Colloquium Series

Hume Society Guest Speaker: Martha Nussbaum, University of Chicago

Justice for Animals book cover image
Fri March 4th 2022, 12:00 - 2:00pm

Justice for Animals: Practical Progress through Philosophical Theory

Lecture for Stanford, March 2022, Martha C. Nussbaum

Animals suffer injustice at our hands: the cruelties of the factory farming industry, poaching and trophy hunting, assaults on the habitats of many creatures, and innumerable other instances of cruelty and neglect.  Human domination is everywhere: in the seas, where marine mammals die from ingesting plastic; in the skies, where migratory birds die in large numbers from air pollution; and, obviously, on the land, where the habitats of many large mammals have been destroyed almost beyond repair.  Addressing these large problems requires dedicated work and effort. But it also requires a good normative theory to direct our efforts.

I begin the lecture by offering an intuitive account of justice and some illustrative examples of human injustice toward animals. I then present three prominent, but, I argue, inadequate, normative theories that claim to address the issues. First is an approach, which I call the “So Like Us” approach, based on the traditional idea of the scala naturae, in which humans are at the summit of nature, but a small number of animals, primarily apes and elephants, are close enough to humans in intelligence to be worthy of special legal protection. This approach offers nothing for the sufferings of so many creatures who are deemed not sufficiently “like us.” It is also lacking in curiosity, not willing to investigate the manifold forms of intelligence and cognitive complexity in the animal world.

Second is the Utilitarian approach, which holds that the only good thing is pleasure and the only bad thing is pain, and insists that animals, like us, ought to be shielded from unjustified pain.  This approach is a lot better, but it flattens the world too much. Animals do need freedom from pain, but they also need the ability to move freely, to play, to choose their own paths through the world, to enjoy social relationships. 

Third is the Kantian approach of Christine Korsgaard’s important recent book. This approach does better still, developing an attractive account of what it is to treat an animal as an end rather than a means. In many important respects its practical recommendations dovetail with my own.
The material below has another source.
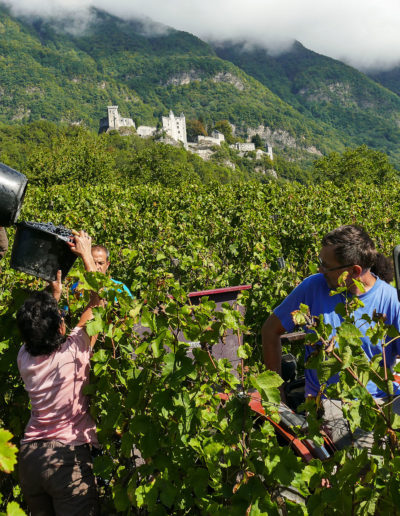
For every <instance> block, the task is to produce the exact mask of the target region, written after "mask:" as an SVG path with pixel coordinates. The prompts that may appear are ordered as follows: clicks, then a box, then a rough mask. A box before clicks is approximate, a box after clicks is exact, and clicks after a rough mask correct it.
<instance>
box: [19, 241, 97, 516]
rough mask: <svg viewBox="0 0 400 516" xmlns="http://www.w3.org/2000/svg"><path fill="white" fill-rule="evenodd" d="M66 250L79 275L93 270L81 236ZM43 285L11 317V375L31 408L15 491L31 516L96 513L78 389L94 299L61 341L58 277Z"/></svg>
mask: <svg viewBox="0 0 400 516" xmlns="http://www.w3.org/2000/svg"><path fill="white" fill-rule="evenodd" d="M71 249H72V251H73V252H74V253H75V254H77V255H78V256H81V258H82V260H83V263H84V265H85V269H86V270H87V271H96V265H95V263H94V260H93V257H92V253H91V238H90V237H89V235H88V234H87V233H85V232H83V231H81V232H80V233H79V234H77V235H76V236H75V239H74V242H73V243H71ZM50 286H51V290H52V294H50V293H49V292H46V291H42V292H36V293H35V294H33V295H32V296H31V297H29V298H28V299H27V300H26V301H25V303H24V304H23V305H22V307H21V308H20V309H19V311H18V313H17V324H18V328H19V330H20V333H21V335H22V338H23V340H24V345H23V346H22V347H21V349H20V351H19V353H18V369H19V371H20V374H21V377H22V379H23V381H24V384H25V388H26V390H27V391H28V394H29V398H30V401H31V406H32V410H31V418H30V420H29V422H28V425H27V427H26V429H25V434H24V437H23V439H22V441H21V448H20V453H19V475H20V482H21V488H22V492H23V495H24V498H25V500H26V502H27V504H28V507H29V509H30V511H31V514H32V515H33V516H52V515H57V516H67V515H68V516H78V515H82V516H91V515H97V514H98V511H99V508H98V495H97V488H96V481H95V478H94V475H93V463H92V457H91V447H92V446H95V447H96V446H98V442H97V438H96V425H95V423H94V421H93V419H92V418H91V416H90V414H89V410H88V409H89V404H88V399H87V397H86V396H85V395H84V394H83V387H84V386H85V385H87V383H88V382H89V371H90V356H91V351H92V349H91V348H92V346H91V340H90V338H89V336H88V335H87V333H86V330H85V324H86V322H87V321H88V320H89V319H91V318H92V308H93V307H95V306H99V304H100V299H99V297H98V295H97V294H95V293H92V295H91V298H90V301H89V304H88V305H87V307H86V308H85V310H84V311H83V313H82V316H81V318H80V320H79V323H78V325H77V327H76V328H74V329H73V330H72V331H71V333H70V334H69V335H68V337H67V336H66V328H65V323H64V320H63V318H62V316H61V313H60V311H59V309H58V301H59V299H60V296H61V290H62V285H61V271H59V272H58V275H57V280H56V281H55V282H52V283H50ZM93 340H94V341H95V339H93ZM93 344H94V342H93Z"/></svg>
But Korsgaard insists that humans are the only creatures capable of normative thinking and self-direction, and that the other creatures can therefore only be “passive citizens”. I criticize this argument both empirically and normatively.

Finally, I lay out my own “Capabilities Approach” which holds that all sentient creatures (all who have an internal subjectivity, a point of view on the world, a category that includes all vertebrates and some invertebrates) ought to have the opportunity to live a flourishing life in accordance with the characteristic life-form of their own species.  After developing the approach philosophically, I give several examples of the practical conclusions to which it leads us, in thinking about both companion animals and wild animals, and show that these conclusions could not be adequately justified by any of the other three approaches.